New USDA Dietary Guidelines May Call for More Sustainability and Less Meat
Your health is important, but so is the health of the world around you—so eating in a way that improves the health of both should be a good thing, right? That train of thought could soon be seen reflected at the United States Department of Agriculture (USDA). According to new reports, an advisory panel to the USDA is recommending amendments to the agency’s current healthful dietary guidelines that also take environmental concerns into consideration.

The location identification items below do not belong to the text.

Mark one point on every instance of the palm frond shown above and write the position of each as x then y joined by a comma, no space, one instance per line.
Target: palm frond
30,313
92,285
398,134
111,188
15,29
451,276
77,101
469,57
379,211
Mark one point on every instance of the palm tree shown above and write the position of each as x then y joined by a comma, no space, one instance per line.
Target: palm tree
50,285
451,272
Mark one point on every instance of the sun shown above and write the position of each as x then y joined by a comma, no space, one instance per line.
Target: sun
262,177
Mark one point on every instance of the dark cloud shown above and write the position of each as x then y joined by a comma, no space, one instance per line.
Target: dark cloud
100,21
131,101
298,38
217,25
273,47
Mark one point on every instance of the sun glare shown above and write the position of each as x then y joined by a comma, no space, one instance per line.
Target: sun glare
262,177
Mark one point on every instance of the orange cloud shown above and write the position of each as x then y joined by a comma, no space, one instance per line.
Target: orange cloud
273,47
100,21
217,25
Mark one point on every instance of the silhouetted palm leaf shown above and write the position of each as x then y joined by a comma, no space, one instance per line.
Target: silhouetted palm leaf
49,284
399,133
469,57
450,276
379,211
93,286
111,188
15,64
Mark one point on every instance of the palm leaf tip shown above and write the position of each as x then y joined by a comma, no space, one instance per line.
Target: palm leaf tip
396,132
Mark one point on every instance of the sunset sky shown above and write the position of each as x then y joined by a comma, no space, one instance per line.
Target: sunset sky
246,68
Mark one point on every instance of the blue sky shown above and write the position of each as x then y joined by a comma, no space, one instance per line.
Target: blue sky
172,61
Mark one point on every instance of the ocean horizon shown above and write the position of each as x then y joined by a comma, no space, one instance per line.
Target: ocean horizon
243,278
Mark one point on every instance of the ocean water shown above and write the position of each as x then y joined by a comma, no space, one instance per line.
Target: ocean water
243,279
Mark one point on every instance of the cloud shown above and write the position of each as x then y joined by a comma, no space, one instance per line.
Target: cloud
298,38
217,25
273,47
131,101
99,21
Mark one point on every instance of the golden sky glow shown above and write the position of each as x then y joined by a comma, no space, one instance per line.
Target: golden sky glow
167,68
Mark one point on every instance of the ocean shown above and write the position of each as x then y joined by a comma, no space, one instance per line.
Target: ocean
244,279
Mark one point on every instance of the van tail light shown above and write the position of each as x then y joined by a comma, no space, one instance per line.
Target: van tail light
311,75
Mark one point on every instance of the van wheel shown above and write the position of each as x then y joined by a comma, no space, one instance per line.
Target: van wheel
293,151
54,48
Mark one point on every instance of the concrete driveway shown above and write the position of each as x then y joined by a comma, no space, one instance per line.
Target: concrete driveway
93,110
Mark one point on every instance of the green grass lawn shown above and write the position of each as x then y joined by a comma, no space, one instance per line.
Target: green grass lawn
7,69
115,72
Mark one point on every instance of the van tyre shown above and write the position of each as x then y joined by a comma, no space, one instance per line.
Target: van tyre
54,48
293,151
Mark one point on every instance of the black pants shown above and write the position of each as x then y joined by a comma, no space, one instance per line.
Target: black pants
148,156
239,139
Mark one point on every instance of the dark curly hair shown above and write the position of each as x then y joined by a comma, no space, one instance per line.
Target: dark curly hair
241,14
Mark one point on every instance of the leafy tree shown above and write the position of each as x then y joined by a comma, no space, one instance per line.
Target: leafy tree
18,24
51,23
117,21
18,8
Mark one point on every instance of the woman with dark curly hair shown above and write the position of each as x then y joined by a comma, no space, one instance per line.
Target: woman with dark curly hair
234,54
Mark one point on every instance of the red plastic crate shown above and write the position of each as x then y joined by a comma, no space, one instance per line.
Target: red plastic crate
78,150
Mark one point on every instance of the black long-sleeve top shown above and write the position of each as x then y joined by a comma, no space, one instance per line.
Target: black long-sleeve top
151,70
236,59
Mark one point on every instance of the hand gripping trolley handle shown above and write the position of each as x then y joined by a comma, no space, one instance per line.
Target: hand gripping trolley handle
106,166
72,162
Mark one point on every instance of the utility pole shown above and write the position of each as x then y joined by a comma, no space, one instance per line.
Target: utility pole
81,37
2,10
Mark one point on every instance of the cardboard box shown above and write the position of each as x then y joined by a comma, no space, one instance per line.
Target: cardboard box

As the Associated Press reports, recommendations from the USDA advisory panel echo sentiments similar to those made by environmental advocacy groups in the past—a diet that’s more plant-based is a diet that ‘s more sustainable and better for the environment:
But not everyone is on board, and different factions of the food industry are divided on whether any changes the USDA end up making based on these recommendations would be for the better or for the worse. On the one hand, advocacy groups like the Center for Science in the Public Interest are in favor of more holistic guidelines that take factors like sustainability as well as food safety into consideration.
On the other hand, such recommendations aren’t sitting well with professionals in the industry with the most to lose from guidelines that recommend plant-based foods—the meat production industry, particularly the beef industry. Between new studies strongly linking red meat consumption to cancer and studies earlier last year that found beef production ten times more damaging to the environment than any other type of meat production, it’s a rough time and the industry is pushing back against recommendations that could damage its reputation among consumers even further.
According to the AP, the National Cattlemen’s Beef Association released a statement calling the advisory panel’s recommendation “absurd.” Factions in Congress are also calling for continued recommendations to choose lean meats instead of reducing meat intake altogether, urging the USDA to stay focused solely on nutrition and to leave outlying factors like sustainability out of its final decisions.
Since it’s still just a recommendation from an advisory panel, the USDA still has the choice to take it or leave it. Whichever way the agency ends up going, finalized dietary guidelines are expected to be published next year, where they will be integrated into school lunch programs and other federal food-based programs.